Arduino 2812 5050 RGB music visualizer project.. And a complete newbie.

ManWithVan:
Well, that "wrong way" has served me quite good for the last 30-odd years. So I guess I'll stick with it :slight_smile:

When it comes to programming, I've had a little time to have a look at it, and it seems a lot simpler than I first thought. So I might just figure it out. But I'm never too proud to ask for help. That's how you learn. :slight_smile:

That is a great attitude and you must have the energy/gumption to go with it or you wouldn't have it!

I have seen so many times the buying of parts (easy) and then finding out the rest is not so easy.

What you learn in beginner code is like learning ABC's, limited vocabulary and grammar of sentences and paragraphs.

  1. You have to learn those to be any good at all with code or human language so you practice and improve.
  2. As you do that you learn ways and patterns, the approach is computer IT type top-down code.
  3. Do that long enough you get good with ABC's, vocab and grammar in the top-down way to where it's "always right".

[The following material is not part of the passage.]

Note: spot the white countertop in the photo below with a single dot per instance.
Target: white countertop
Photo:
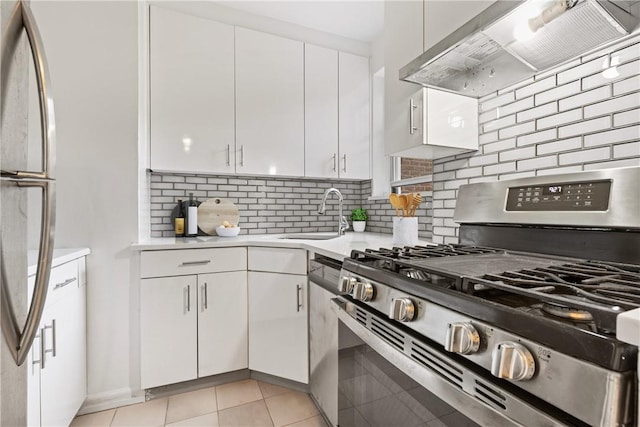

What you want is not the prose of top-down IT coding but the poetry of automation coding. It's not so hard in itself, simple at heart but for those locked in at step 3 it is very hard to break from old habits. You are new, your wood is green, keep an eye out for the do-many-things-at-once turnoff but ---- without the ABC's, etc, you might want to keep at those until you can follow the do-many-things examples don't look like Sanskrit in the dark.

Automation differs in "approach" which is beyond grammar/syntax, and there are some code techniques that help greatly but really mostly it is practice that grows the connections in your head. All these examples with buttons (and debouncing) and leds blinking is just easy practice with the techniques that can be done relatively quickly -- you make your own to really "get it". Just reading is not enough.

This is the 5th or 6th van I'm customizing. And each one has been a little different. Don't like to repeat myself. Never liked the Chevrolet Starcraft interior details much. It looks like a blind man has built it. No finess, no craftmanship, no nothing. Even the car body is put together in a half assed way. But the basics it's a good platform to develop.

Yup, you're ready for this and you know enough about approach that I don't worry for you. You know what to keep.

This van is the first one that will be really high tech digital and computerized inside. When it comes to this specific part of the van project, I am again making my own things, not anything similar to anyone else, that's why I can't tell what will give me the best look until I have made a prototype I'm happy with. I'm working from an idea and as with most things I build, it develops from there.
And LED's Glass/Acrylic, fiber optics and mirrors can make the most amazing effects.. Only your imagination sets the limit.

Thanks for the input, though.

There's so much that Arduino can be put to for sensing as well as outputs. From capacitance measuring (everyone has an electric field) to using accelerometers for movements/gestures you can find ways to take things up by notches.

It's a BIG mountain but you don't have to climb to the top to get a good view!